Sorry to be a Debbie Downer and rain on your holiday parade, but it’s time we all collectively admit that Thanksgiving sucks. Sure, it has its upsides- time off work, pumpkin pie, socially accepted pants unbuttoning after eating too much. But don’t get roped into believe it’s all turkeys and rainbows. Here are the top 10 reasons that Thanksgiving blows:
Regardless of your family background, chances are you have slightly racist grandparents. You can only listen to them hate on their “ethnic” butcher, lawyer, gardner, postman, WHATEVER for so long before someone loses it and calls grandma out.
That. is. not. normal. Everyone seems to have agreed that we should all serve it in its original can shape, because what could be more appetizing than ridge marks?
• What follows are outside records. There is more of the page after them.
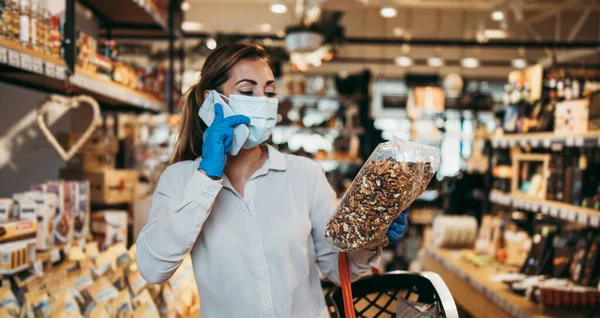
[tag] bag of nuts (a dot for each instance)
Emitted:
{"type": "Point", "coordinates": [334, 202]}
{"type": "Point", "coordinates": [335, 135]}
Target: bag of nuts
{"type": "Point", "coordinates": [395, 174]}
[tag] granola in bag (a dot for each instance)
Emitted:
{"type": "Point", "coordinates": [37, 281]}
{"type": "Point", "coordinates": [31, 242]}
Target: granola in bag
{"type": "Point", "coordinates": [395, 174]}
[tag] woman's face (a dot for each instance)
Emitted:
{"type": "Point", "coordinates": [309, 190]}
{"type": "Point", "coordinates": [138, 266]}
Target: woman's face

PLEASE, this is the one day a year where you might need some real distraction- why can’t a relevant team play? Not to ruin the surprise for you but- the Lions are going to lose.
You have to feed how many people? Cooking that turkey takes HOURS and even if you make it out of preparatory duties, you better believe you’ll be in charges of dishes after the meal.
If you’ve ever wondered what the 8th Circle of Hell is like, then just check out any airport on the long Thanksgiving weekend. Crowds, lines, delays, lost luggage, being routed through Seattle to get to Dallas- that pumpkin pie better be effing worth it.
That food is de-licious so you’re almost obligated to over indulge. You know what that means? Food baby. There is 100% you’re going to walk away from the meal looking pregnant.
This isn’t fun family time, this is mandatory family time. Try to check your email and you’ll get an earful of “Can’t you put that damn thing away for one day??” If you do manage to sneak online, you’ll hear an echo. The Internet dies on Thanksgiving.
Unless you yourself are hosting the dinner, you’re in danger of ending up at the kids table. Regardless of your current age, there is always a chance you might get booted down to the folding card table in the living room to entertain bored second-cousins.
Maybe mom had a little too much wine, or Uncle John is hitting the scotch a little hard, but whoever it is that drinks too much, you’re guaranteed family drama. Get ready for the loaded questions, being compared to your more successful cousin, watching nana dance and maybe even a little crying.
Stores offer great deals on Black Friday but they come at a cost. Mainly, you have to wake up and stand in line at 5 am and you might DIE! People get literally get trampled death over $3 coffee makers. But if you aren’t willing to risk life and limb to shop, maybe you should get out of America… commie.
See how much we have to be thankful for on Thursday? You’re welcome.